FOTO: KENNEDY SANTOS

A Secretaria de Estado de Saúde do Acre (Sesacre) afirmou que quitou os valores devidos à empresa GoiásMed Serviços Médicos Ltda. antes do prazo estabelecido na notificação enviada pela prestadora e que nenhum atendimento ou cirurgia foi interrompido. A declaração foi dada pelo secretário adjunto de Administração e Finanças da pasta, Patrício Albuquerque, em entrevista ao ac24horas nesta quarta-feira (8).

A GoiásMed, responsável pelos serviços de Ortopedia e Traumatologia na rede estadual, havia comunicado à Sesacre que poderia paralisar parcialmente os atendimentos e as cirurgias eletivas caso os pagamentos em atraso não fossem regularizados.

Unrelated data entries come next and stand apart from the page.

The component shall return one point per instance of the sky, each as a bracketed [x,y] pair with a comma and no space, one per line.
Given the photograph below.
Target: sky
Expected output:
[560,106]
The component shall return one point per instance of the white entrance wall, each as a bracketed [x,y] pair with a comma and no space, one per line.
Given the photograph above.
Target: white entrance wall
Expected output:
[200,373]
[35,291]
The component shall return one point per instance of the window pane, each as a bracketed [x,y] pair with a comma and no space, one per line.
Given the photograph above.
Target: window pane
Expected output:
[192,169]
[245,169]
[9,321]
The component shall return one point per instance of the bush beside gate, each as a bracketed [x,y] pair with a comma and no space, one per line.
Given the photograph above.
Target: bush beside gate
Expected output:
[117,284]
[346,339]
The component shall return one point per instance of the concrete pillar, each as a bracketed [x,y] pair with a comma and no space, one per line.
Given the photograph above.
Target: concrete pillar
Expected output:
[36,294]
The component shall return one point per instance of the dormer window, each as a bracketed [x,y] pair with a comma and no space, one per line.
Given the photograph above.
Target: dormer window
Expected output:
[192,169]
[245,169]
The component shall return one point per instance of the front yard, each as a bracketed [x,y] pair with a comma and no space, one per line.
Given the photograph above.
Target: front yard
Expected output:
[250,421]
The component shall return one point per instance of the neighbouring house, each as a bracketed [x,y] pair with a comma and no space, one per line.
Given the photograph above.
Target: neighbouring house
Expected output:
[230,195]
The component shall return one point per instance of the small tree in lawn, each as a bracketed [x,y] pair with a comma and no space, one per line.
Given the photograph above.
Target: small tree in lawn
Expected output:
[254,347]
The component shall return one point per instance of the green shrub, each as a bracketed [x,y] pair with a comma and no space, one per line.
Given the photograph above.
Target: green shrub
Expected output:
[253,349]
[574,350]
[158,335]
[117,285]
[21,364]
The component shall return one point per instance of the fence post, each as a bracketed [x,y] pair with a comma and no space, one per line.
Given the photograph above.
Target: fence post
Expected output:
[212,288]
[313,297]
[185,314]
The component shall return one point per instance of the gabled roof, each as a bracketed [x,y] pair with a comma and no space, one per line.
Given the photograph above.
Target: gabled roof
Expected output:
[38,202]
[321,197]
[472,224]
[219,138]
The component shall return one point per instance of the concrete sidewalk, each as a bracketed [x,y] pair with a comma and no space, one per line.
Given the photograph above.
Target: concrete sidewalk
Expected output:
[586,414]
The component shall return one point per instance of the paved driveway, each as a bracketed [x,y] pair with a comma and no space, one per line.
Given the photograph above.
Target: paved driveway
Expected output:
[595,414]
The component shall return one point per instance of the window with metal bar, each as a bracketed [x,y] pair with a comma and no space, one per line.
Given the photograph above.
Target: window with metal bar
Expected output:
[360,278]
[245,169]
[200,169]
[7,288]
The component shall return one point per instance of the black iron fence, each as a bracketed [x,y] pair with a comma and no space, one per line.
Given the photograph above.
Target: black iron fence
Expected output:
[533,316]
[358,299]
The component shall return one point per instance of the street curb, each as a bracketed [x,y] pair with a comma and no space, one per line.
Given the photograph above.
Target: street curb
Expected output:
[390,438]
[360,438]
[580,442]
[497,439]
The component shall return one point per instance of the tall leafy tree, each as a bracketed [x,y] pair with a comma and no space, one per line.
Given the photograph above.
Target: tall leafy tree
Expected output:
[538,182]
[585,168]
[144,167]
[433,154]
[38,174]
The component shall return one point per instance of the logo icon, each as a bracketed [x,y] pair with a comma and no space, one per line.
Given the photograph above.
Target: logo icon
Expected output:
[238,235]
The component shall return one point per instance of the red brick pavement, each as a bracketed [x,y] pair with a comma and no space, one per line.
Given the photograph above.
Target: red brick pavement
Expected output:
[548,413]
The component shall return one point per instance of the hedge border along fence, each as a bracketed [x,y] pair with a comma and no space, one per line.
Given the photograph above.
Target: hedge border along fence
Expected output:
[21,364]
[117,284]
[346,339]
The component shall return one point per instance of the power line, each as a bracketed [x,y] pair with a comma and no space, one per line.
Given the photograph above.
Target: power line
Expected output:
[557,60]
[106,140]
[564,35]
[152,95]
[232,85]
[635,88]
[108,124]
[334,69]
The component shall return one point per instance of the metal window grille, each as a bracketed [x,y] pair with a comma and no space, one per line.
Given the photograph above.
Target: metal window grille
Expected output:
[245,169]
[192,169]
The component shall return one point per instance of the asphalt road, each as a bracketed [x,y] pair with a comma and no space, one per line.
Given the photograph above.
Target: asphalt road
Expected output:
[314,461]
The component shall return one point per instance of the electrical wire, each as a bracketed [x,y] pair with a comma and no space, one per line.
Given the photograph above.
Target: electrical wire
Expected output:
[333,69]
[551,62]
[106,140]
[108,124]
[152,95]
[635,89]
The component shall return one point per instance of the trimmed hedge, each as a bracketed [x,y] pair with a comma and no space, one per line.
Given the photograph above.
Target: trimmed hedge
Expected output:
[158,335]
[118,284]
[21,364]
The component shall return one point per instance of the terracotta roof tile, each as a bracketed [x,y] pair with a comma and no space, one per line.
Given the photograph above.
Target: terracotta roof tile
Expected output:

Segundo Albuquerque, a notificação foi recebida, mas perdeu o efeito. “O pagamento foi realizado antes do prazo que ela tinha dado finalizar e o serviço continua, permanece normalmente, ninguém, nenhum paciente foi afetado, nenhum tratamento está em risco de não acontecer”, declarou.

O secretário adjunto também esclareceu o alcance da possível paralisação. De acordo com ele, a notificação tratava exclusivamente das cirurgias eletivas, ou seja, aquelas já programadas. “Os atendimentos para parte emergencial, em nenhum momento foi questionado, em nenhum momento ocorreu risco de serem suspensos”, afirmou.

Albuquerque disse ainda que nem mesmo os procedimentos eletivos chegaram a ser cancelados. “Como eu falei, o pagamento foi realizado e até essas eletivas não sofreram nenhum problema, nenhuma foi suspenso, permanece tudo normal”, declarou.

Aos pacientes que aguardam por procedimentos, o secretário adjunto deu uma orientação direta. “Pode ficar tranquilo que o serviço da regulação está acompanhando, todas as programações estão acontecendo, todas as cirurgias continuam acontecendo conforme as datas e os agendamentos que já estavam pré-estabelecidos”, disse.

Sobre o atraso, Albuquerque explicou que o contrato firmado com a empresa prevê exigências e etapas administrativas que precisaram ser cumpridas. Ele afirmou que a fiscalização do contrato levantou questionamentos e que o processo precisou ser readequado. “Tinha algumas pendências para serem sanadas, foram sanadas e o pagamento foi realizado. Então assim, o trâmite pode ter demorado um pouco mais. Mas os serviços não foram comprometidos”, concluiu.